View Single Post
Old 07-23-2017, 10:20 PM   #542
Enoch Root
Franchise Player
 
Join Date: May 2012
Exp:
Default

Quote:
Originally Posted by jammies View Post
I think the point of the comparison with Kodak is that technology isn't always incrementally improved within one paradigm, sometimes one utterly dominant technological solution is completely replaced by another in a short period of time. It's also apt because this quick replacement is much more likely if the technology in question has large support costs to use, as the cost of film and developing did for cameras, and gas and maintenance do for ICE-based cars.

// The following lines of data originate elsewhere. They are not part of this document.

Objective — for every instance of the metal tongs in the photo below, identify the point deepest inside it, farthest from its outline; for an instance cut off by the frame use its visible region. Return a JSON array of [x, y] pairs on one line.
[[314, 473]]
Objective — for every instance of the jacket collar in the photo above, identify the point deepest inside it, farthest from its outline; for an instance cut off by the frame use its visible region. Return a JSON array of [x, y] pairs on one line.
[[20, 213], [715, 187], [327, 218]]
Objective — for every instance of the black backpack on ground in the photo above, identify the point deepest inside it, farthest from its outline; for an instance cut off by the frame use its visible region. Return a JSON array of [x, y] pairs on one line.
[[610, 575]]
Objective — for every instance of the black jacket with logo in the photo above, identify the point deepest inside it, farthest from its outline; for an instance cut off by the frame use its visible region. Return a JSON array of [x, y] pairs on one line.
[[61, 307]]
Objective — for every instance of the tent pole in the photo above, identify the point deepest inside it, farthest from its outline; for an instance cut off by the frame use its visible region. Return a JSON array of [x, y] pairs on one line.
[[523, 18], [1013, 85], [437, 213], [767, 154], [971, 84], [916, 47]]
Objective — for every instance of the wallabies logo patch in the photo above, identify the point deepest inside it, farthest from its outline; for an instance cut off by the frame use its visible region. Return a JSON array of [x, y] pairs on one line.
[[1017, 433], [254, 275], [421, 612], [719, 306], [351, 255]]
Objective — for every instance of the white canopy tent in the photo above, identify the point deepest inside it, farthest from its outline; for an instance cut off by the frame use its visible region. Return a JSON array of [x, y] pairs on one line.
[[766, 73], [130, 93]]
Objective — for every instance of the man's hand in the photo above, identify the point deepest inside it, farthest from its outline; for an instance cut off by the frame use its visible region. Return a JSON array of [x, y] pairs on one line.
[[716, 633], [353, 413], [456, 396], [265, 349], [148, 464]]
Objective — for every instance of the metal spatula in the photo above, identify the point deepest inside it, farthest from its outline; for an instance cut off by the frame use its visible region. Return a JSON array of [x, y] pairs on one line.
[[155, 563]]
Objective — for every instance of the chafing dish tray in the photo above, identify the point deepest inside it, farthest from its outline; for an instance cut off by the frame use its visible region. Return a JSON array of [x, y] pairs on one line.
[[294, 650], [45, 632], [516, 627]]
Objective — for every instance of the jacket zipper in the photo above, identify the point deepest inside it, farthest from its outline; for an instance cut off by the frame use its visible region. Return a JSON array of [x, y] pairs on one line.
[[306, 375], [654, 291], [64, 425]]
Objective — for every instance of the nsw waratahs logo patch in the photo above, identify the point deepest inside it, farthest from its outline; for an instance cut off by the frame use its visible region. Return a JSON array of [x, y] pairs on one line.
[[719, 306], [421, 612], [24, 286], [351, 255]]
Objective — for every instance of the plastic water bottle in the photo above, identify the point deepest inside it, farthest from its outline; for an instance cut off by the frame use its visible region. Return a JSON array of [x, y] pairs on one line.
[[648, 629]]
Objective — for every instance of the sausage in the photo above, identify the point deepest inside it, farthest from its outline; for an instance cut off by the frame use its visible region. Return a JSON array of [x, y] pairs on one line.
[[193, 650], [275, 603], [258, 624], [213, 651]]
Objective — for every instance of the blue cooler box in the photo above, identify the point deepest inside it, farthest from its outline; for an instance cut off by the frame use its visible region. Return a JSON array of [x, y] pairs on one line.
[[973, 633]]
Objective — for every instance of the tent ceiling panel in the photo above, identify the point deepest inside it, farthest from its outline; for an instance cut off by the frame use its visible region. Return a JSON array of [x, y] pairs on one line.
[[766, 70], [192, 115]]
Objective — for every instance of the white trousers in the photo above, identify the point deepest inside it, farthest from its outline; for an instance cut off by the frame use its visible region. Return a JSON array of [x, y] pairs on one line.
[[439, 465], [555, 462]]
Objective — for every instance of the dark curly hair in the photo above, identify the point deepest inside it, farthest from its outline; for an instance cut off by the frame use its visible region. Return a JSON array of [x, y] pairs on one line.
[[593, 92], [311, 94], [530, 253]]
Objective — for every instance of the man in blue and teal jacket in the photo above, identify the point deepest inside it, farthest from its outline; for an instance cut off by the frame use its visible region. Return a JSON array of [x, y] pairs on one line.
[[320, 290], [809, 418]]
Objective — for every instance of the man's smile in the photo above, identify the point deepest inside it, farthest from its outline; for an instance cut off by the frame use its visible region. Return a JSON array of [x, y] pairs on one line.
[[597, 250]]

If you can reduce the cost of ownership of a car by a few hundred a month with an electric, almost everyone will change over, and you could indeed have a large majority of electrics on the road by 2030. This is especially likely as the operation of an electric is pretty much like a combustion-engined car; you press one pedal to make it go, you press another to make it stop, and you turn the wheel to steer it. Despite it being utterly different technology underneath, it operates the same way for the end user - again, much like anyone who could operate a film camera could operate a digital one.
Yes of course, if the technology presents a better mouse trap, the better mouse trap will be adopted. No one (at least no one who is rational) is disputing that.

That is not what happened with Kodak. They arrogantly believed that they had the power to stand in the way of progress. And it was their doom.

That's not what is happening with ICEs. There are countless participants with a full spectrum of goals and an obscene amount of potential profits available. The technological change is coming. The only question that is being debated is: how quickly?

And so far, that technological change is still mostly hope and expectation.

But yes, a game-changing advancement would, well, change the game.